Он усмехается. Этот низкий звук соблазнителен, как первый глоток рома, согревающий тебя изнутри.
– Вы знаете, какое впечатление производите на людей. Я наблюдал за вами в бальном зале.
Почему я его не заметила? Такие люди обычно в толпе не теряются.
– И что же вы увидели? – спрашиваю я, раззадоренная тем, как упорно он не отводит взгляда.
– Вас. – Мое сердце начинает биться чаще. – Только вас, – говорит он в меру громко, чтобы океан и ветер не заглушали его.
– А я вас не видела, – произношу я хриплым голосом, который как будто бы принадлежит не мне, а кому-то, кого все это вывело из равновесия.
Я тоже не отвожу взгляда. Его глаза слегка расширяются, на щеке появляется ямочка – еще один маленький дефект, который, правда, воспринимается скорее как изюминка.
– Вы умеете заставить мужчину почувствовать себя особенным.

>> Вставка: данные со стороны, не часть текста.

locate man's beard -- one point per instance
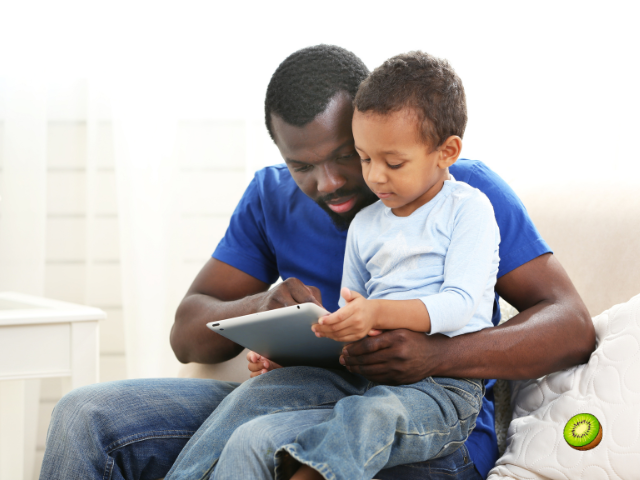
(365, 198)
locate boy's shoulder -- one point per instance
(368, 214)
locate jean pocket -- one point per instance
(455, 466)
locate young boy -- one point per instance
(424, 258)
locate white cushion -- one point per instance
(608, 387)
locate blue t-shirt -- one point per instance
(277, 231)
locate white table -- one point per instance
(39, 338)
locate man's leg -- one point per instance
(131, 429)
(389, 426)
(250, 452)
(282, 390)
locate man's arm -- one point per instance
(221, 291)
(553, 331)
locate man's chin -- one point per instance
(342, 221)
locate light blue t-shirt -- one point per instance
(277, 231)
(445, 253)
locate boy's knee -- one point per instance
(84, 407)
(254, 438)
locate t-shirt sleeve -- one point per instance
(246, 245)
(470, 266)
(354, 272)
(520, 241)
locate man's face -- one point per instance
(323, 161)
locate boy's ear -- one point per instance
(449, 151)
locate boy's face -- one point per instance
(403, 171)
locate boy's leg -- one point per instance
(390, 426)
(282, 390)
(131, 429)
(251, 450)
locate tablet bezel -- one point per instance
(283, 335)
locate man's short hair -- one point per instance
(424, 83)
(305, 82)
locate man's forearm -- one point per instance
(552, 332)
(192, 341)
(543, 339)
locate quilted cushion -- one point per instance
(608, 387)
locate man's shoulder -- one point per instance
(368, 214)
(463, 193)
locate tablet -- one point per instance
(283, 335)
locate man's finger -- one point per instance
(369, 345)
(302, 293)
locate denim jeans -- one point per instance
(135, 429)
(370, 426)
(249, 452)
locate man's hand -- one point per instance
(290, 292)
(259, 364)
(352, 322)
(395, 357)
(553, 331)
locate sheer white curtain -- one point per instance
(551, 90)
(23, 187)
(148, 187)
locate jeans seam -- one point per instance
(304, 407)
(123, 442)
(108, 469)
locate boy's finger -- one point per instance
(253, 357)
(346, 294)
(255, 367)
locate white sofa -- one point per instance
(594, 230)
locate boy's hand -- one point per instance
(352, 322)
(259, 364)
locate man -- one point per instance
(136, 429)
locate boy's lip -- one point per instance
(342, 205)
(384, 194)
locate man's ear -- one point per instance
(449, 151)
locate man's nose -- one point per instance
(329, 179)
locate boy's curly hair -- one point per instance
(424, 83)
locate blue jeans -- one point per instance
(370, 426)
(135, 429)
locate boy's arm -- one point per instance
(470, 268)
(221, 291)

Я сжимаю пальцы, чтобы не поддаться искушению и не дотронуться до его щеки.
– Подозреваю, вам многие дают такую возможность.
Он опять улыбается.
– Вы угадали.
Я встаю с ним рядом, и теперь мы плечом к плечу глядим в небо. Он искоса смотрит на меня.
– Так, значит, это правда?
– Говорят, в Гаване вы правили, как королева.
– В Гаване королев нет. Там есть только тиран, который метит в короли.
– То есть вы не в восторге от революционеров?
– Смотря каких революционеров вы имеете в виду. От некоторых бывает кое-какая польза. Но Фидель и ему подобные – это стервятники, пожирающие Кубу, как падаль. – Я делаю шаг вперед и чуть в сторону. Пышный подол моего платья задевает его элегантные брюки. Он у меня за спиной, я шеей чувствую его дыхание, но не оглядываюсь. – Президента Батисту действительно нужно было свергнуть. Теперь бы только избавиться еще и от тех, кто это сделал.
Я оборачиваюсь. Его взгляд заострился: ленивое любопытство сменилось чем-то б??льшим.
– А кого же, по-вашему, нужно поставить на их место?
– Лидера, который будет заботиться о кубинцах, о их будущем. Который захочет вытащить Кубу из-под американского ярма. – То, что мой собеседник американец, меня не смущает. Я не одна из них и притворяться не собираюсь. – Кубе нужен тот, под чьим руководством ее экономика перестанет зависеть от сахара, – прибавляю я, противореча позиции нашей семьи. (Тростниковые плантации обогатили нас, но отрицать разрушительное воздействие сахарного бизнеса на наш остров невозможно, хоть мой отец и пытается это делать.) – Нужен лидер, который даст нам подлинную демократию и свободу.
Он молчит, еще раз окидывая меня оценивающим взглядом. Не знаю, от ветра ли или от его дыхания на моей коже, но по мне пробегают мурашки.
– Вы опасная женщина, Беатрис Перес.
Мои губы изгибаются в улыбке. То, что он знает мое имя, да еще и назвал меня «опасной женщиной», слегка льстит мне, хоть я отчаянно борюсь с приятным ощущением.
– Опасная для кого? – спрашиваю я дразняще.
Он не отвечает, но в этом и нет необходимости. Опять улыбка, опять ямочка на щеке.
– Готов поспорить, что за вами тянется шлейф из разбитых сердец.
Я пожимаю открытыми плечами, кожей чувствуя его взгляд.
– Мне делали предложение разок-другой. Ну или четыре.
– Наследники ромовых империй и сахарные бароны или косматые бородатые борцы за свободу?
– Скажем так: у меня широкий вкус. Однажды я поцеловала Че Гевару.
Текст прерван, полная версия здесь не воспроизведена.